The Control Problem
Large Language Models are the most important research topic in machine learning today. Systems like GPT-3 and their multimodal counterparts command both scientific and popular attention. Recent work (Scaling Laws for Language Models) explains how their performance grows with increasing scale. Scientists at many companies (Nvidia, Google, Microsoft) continue to build larger models, with increasing financial investment. Simultaneously, researchers seek to better control these language models (GEDI, PPLM, AutoPrompt), both for all-purpose generation and for specific tasks. Recent work demonstrates that human preferences (Learning to Summarize from Human Feedback) can feed reward models that shape the generated language. Furthermore, new benchmarks (Allen Institute) have been developed that evaluate generative language models using human contractors. However, gathering these human preferences is expensive. These two trends of increasing compute investment and human reward investment together suggest the following questions:
- Can one learn human preferences to train a reward model without having humans in the loop? How do these “stationary” human preferences compare to “interactive” human preferences?

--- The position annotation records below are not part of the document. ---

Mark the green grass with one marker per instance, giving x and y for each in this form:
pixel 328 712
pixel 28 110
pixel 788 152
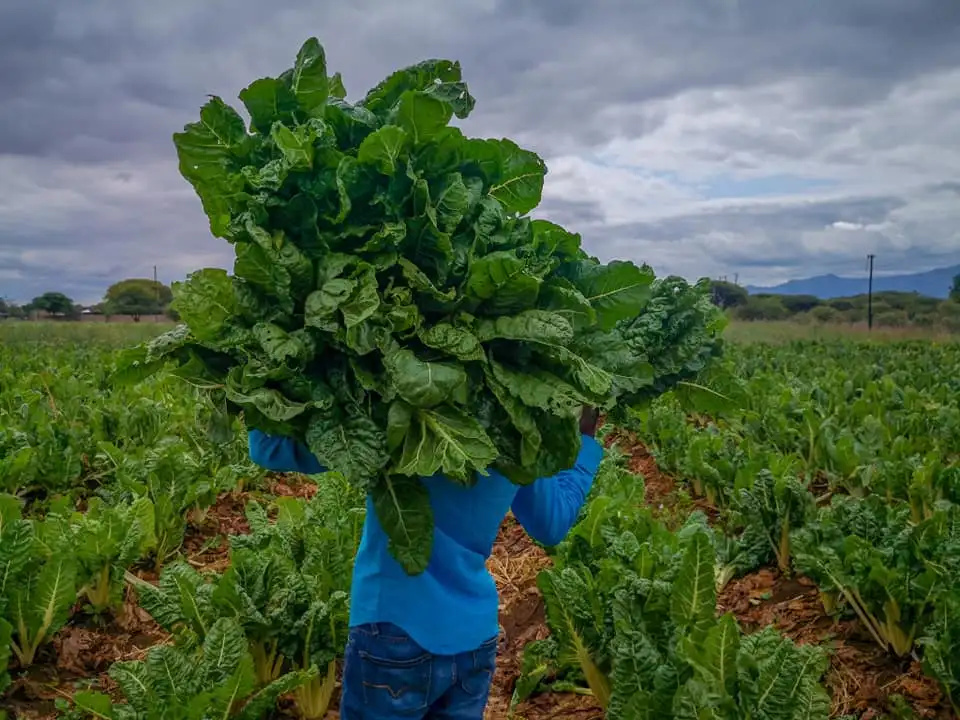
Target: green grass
pixel 777 332
pixel 13 332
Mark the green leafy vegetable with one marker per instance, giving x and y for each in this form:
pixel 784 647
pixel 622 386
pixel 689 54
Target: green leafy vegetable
pixel 391 305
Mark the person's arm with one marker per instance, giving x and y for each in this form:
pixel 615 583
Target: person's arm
pixel 281 454
pixel 549 507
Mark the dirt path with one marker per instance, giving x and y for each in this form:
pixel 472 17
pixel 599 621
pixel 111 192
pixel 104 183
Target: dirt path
pixel 862 679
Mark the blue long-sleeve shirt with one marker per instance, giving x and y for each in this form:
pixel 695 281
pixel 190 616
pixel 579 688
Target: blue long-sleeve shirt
pixel 452 607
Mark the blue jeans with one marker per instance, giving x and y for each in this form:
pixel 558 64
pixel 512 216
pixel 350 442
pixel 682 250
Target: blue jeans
pixel 386 675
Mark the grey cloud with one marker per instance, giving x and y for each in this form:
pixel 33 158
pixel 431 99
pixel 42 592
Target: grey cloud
pixel 102 86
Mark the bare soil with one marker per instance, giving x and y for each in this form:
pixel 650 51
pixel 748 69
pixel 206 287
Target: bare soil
pixel 862 678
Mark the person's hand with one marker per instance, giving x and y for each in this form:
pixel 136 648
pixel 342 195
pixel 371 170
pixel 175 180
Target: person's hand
pixel 589 420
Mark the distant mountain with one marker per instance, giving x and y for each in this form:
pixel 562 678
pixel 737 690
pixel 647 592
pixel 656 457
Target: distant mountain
pixel 934 283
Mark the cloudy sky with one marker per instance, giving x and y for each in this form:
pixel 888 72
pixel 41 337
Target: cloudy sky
pixel 763 139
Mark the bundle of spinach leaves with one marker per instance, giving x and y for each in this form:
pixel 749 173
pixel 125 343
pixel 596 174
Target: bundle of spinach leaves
pixel 392 305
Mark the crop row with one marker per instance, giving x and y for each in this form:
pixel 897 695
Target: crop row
pixel 838 462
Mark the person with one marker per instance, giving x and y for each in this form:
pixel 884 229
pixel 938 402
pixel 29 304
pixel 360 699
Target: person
pixel 424 646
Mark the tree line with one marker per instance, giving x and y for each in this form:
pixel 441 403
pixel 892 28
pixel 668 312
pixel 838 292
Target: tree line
pixel 890 309
pixel 135 297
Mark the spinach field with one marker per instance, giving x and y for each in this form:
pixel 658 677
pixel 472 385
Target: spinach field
pixel 793 554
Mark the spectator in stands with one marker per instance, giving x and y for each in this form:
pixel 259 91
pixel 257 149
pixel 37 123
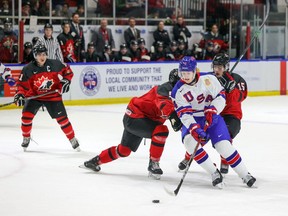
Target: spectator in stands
pixel 160 34
pixel 35 5
pixel 80 10
pixel 51 43
pixel 131 33
pixel 34 41
pixel 26 12
pixel 103 36
pixel 159 54
pixel 8 39
pixel 27 53
pixel 64 11
pixel 144 53
pixel 134 52
pixel 123 55
pixel 91 55
pixel 180 31
pixel 78 37
pixel 181 50
pixel 107 55
pixel 171 51
pixel 213 36
pixel 66 42
pixel 5 9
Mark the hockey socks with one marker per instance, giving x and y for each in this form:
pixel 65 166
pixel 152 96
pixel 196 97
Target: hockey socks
pixel 26 125
pixel 114 153
pixel 233 158
pixel 66 126
pixel 158 140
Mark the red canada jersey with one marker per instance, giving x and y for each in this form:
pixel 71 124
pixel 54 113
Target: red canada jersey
pixel 235 98
pixel 154 105
pixel 35 80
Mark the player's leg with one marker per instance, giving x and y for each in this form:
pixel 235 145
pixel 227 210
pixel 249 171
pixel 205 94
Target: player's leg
pixel 220 139
pixel 234 126
pixel 129 142
pixel 56 110
pixel 202 158
pixel 29 111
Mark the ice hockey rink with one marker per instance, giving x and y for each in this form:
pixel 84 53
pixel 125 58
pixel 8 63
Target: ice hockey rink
pixel 46 180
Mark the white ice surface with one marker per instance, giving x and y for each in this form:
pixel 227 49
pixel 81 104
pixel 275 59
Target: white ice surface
pixel 46 180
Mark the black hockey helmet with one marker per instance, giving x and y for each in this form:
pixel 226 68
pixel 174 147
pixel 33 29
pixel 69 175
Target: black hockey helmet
pixel 141 41
pixel 34 40
pixel 48 25
pixel 133 43
pixel 173 76
pixel 173 43
pixel 159 44
pixel 39 48
pixel 221 59
pixel 91 44
pixel 123 46
pixel 107 47
pixel 28 45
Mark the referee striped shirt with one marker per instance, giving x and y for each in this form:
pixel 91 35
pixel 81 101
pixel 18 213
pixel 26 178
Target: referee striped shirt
pixel 53 47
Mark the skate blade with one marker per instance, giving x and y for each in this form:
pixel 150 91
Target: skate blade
pixel 77 149
pixel 83 167
pixel 154 176
pixel 220 185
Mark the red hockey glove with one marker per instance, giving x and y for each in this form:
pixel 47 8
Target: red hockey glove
pixel 227 81
pixel 19 99
pixel 210 115
pixel 65 85
pixel 199 134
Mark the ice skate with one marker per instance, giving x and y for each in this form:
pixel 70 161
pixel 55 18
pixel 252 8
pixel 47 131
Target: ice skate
pixel 93 164
pixel 249 180
pixel 154 170
pixel 25 143
pixel 224 168
pixel 75 144
pixel 217 179
pixel 183 164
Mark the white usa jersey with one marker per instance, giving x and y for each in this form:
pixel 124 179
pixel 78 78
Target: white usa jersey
pixel 190 100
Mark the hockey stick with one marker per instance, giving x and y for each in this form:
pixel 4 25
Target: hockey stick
pixel 176 191
pixel 256 35
pixel 32 97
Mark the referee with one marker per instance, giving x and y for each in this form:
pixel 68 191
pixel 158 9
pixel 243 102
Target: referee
pixel 52 45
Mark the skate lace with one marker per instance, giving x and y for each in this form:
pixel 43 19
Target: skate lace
pixel 155 165
pixel 215 175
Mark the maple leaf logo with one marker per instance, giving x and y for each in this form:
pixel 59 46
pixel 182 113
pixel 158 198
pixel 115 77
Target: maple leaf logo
pixel 43 83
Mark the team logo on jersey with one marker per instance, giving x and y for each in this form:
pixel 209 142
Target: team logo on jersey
pixel 207 82
pixel 43 83
pixel 90 81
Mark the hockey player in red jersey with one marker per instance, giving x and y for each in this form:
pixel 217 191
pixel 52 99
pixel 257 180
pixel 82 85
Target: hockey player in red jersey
pixel 49 77
pixel 6 74
pixel 236 92
pixel 144 118
pixel 66 42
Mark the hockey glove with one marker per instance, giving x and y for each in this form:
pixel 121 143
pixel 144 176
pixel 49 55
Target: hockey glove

- What is the best way of allocating resources between training a reward model and training a generative model? Does this change as the total resources available change? Is there a limit in which the reward model becomes redundant and the language model is sufficient on its own?
These related questions drive the following projects that I plan on pursuing:
- Extracting Human Preferences from upvotes on websites.
- Extracting Human Preferences from natural languages tasks.
- Turning Human Preferences into natural language.
I take the approach of quickly exploring a few related ideas rather than focusing entirely on just one. I base this strategy on the fact that these ideas are all closely related, and therefore code and techniques may easily transfer from one to another. Furthermore, the need to gather extensive datasets and run large experiments means I would spend a lot of time waiting if I were working on just one idea. Lastly, my research experience thus far has robustly communicated that my first ideas are not my best ideas, and that rapidly iterating through small projects tends to work best. I will now explain each of the project ideas in further detail.
Extracting Human Preferences from upvotes on websites
Human preferences for text have already been given on any website with a voting system for posts (e.g. Reddit, StackExchange, Quora, Twitter, etc.), this rating data could then be used to fine tune the generative model to produce human preferred results. This might be a cheap and easy way of generically improving language model quality. This kind of quality filtering was already done in a loose sense because gpt-3 was only trained on Reddit posts with at least five karma. This system would also capture negative preference and hopefully penalize toxicity by penalizing the type of language that gets heavily down-voted. Extracting scores from reddit and fine-tuning a gpt-2 model is relatively easy using existing tools. The most time-consuming part of the project is probably evaluating the outputs of the fine-tuned model. This is connected to the general problem of evaluating generative models.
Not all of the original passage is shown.